SeedAI Crash Course is a series designed to break down emerging and complex AI topics for non-technical and policy audiences. Is there a topic you’d like a Crash Course on? Let us know!
In September 2023, a weather-predicting AI model with a new type of architecture correctly predicted that Hurricane Lee would make landfall on Nova Scotia, Canada, ten days before it actually made landfall. Not only was this model significantly better (every other model could only make this prediction accurately five days ahead of time), but it also required significantly less time and training than models using other architectures.
While large language models like those that power ChatGPT have demonstrated extremely impressive capabilities, they still struggle in non-language based domains like modeling the real world. On the other hand, this new architecture, which is known as a “neural operator,” is built to avoid this limitation, promising to significantly improve our understanding of the physical world.
Neural operators are a type of AI architecture that can solve what are known as “partial differential equations,” which are a specific type of complex mathematical function crucial to doing modern science, especially physical sciences. Developed by a team of researchers at Caltech and Nvidia in 2020, neural operators enable scientists to solve problems involving complex simulations of physics in an incredible variety of domains. This includes developing weather models at unrivaled large scales, understanding long-term tumor growth to potentially facilitate early detection of cancer, designing—at unprecedented speeds—medical devices over 100 times cleaner than existing ones, and advancing theoretical physics by simulating subatomic particle interactions.
Tools like neural operators that allow AI to understand the physical world are thus crucial to the development of AI that can interact with the real world, the next big frontier of opportunities for the field. To fully understand the potential value of neural operators, it is important to understand why the underlying functions they solve—partial differential equations (PDEs)—can be so hard to solve with traditional methods.
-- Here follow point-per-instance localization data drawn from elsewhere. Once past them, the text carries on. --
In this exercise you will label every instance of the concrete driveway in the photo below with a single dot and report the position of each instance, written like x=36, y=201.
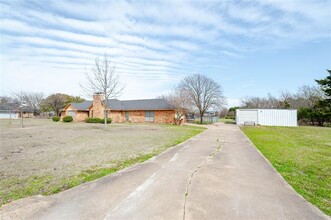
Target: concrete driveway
x=216, y=175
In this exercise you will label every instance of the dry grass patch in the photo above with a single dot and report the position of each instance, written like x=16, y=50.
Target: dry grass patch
x=47, y=157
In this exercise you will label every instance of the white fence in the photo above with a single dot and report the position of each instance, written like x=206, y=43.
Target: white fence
x=270, y=117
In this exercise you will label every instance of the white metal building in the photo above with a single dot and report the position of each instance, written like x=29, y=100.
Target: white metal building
x=270, y=117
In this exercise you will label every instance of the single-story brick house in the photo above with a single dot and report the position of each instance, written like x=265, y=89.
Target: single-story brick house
x=147, y=110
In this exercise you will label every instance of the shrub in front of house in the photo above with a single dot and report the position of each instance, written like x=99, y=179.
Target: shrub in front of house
x=56, y=118
x=67, y=118
x=97, y=120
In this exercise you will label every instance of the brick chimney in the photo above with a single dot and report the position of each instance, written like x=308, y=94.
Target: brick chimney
x=98, y=106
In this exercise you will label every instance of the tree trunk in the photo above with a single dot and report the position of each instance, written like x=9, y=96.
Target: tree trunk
x=105, y=118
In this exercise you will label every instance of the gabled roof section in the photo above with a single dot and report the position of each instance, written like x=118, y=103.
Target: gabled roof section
x=144, y=104
x=82, y=106
x=129, y=105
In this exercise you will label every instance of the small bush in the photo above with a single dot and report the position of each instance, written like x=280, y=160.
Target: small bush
x=97, y=120
x=56, y=118
x=67, y=118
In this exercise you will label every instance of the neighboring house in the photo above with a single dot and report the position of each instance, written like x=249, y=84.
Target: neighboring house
x=147, y=110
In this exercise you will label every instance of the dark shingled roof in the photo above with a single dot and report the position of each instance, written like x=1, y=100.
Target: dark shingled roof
x=145, y=104
x=82, y=105
x=127, y=105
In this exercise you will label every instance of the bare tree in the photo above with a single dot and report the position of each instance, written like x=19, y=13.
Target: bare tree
x=102, y=78
x=308, y=96
x=54, y=102
x=34, y=100
x=179, y=98
x=203, y=92
x=20, y=103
Why are PDEs so important?
Say you are a rocket scientist trying to figure out how the heat on a certain part of your rocket—say, a square panel on the side—will change after takeoff, so you can determine whether the part is strong enough to use. Given some details, like the shape and initial temperature of that panel of the rocket, you can write a function that describes how the temperature changes at different locations on the panel over time. This is a well-known PDE called the heat equation, and it is used in virtually all modern engineering that involves heat in any capacity. What characterizes it as a PDE is that it captures how the rates of change of many different variables—unknown quantities representing anything from time to temperature, distance, or radioactivity—relate to each other.
Now that you have your PDE, you may want to know the temperature at specific points on the panel a few minutes after takeoff. However, to get those values from your function you need to know the rate of change (called “derivatives”) of temperature over location and time on the panel, since it is a PDE. This is nearly impossible to measure without running expensive and time-consuming real-world tests, rendering your function not particularly useful. To make it useful, you need to “solve” it by approximating the derivatives on a grid, where the rate of change becomes the change between different points on the grid. If the grid is fine enough, you can get an accurate approximation of the solution.
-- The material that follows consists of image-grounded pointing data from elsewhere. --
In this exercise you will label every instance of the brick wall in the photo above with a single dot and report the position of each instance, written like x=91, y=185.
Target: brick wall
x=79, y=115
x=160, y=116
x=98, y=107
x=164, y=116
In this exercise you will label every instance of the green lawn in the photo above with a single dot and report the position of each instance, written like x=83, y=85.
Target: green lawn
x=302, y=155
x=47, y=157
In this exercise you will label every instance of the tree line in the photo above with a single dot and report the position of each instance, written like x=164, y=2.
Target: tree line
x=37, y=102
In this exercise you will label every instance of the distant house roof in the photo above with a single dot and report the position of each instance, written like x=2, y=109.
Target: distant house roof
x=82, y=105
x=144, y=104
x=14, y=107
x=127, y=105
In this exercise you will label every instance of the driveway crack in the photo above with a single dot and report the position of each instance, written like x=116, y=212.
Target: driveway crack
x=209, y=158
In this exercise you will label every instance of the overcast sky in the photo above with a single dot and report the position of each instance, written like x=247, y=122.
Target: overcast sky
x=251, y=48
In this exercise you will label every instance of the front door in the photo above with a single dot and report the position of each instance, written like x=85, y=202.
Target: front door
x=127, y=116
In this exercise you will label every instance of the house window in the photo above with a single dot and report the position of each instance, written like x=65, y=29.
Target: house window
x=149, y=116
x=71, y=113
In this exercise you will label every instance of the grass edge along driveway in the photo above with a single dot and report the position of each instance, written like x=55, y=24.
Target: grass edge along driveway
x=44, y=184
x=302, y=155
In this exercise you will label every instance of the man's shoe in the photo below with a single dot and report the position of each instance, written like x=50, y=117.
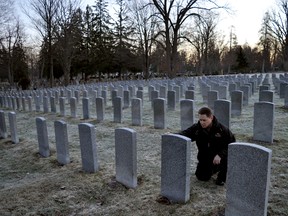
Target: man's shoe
x=219, y=182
In simple cases, like the square metal panel, scientists can solve PDEs. But most real-world applications—like the rocket as a whole, which has a much more complicated shape—are far more complicated, making it dramatically more difficult (in fact sometimes impossible) to solve the PDE. In those cases, scientists rely on methods that necessarily reduce the detail of the solution. When studying complex systems where details are key, this has posed a significant challenge for scientists and engineers.
Moreover, existing methods also have practical limitations. Say you want to model the weather on a small scale for local forecasting and on a large scale to measure trends over years. Both being weather systems, these situations are governed by largely similar sets of PDEs. However, you may want much higher resolution on the small scale, short-term weather forecasts than on the long term climate predictions. Current methods require separate models for each scale even though the underlying physics is the same, which results in a significant resource drain when developing methods to solve nasty PDEs.
How neural operators help
While AI can be extremely useful for many kinds of complicated mathematical problems, using traditional mathematical methods—or even AI—to solve complicated PDEs previously required estimating the PDE solution function directly from the data, which reduces the resolution of the answer.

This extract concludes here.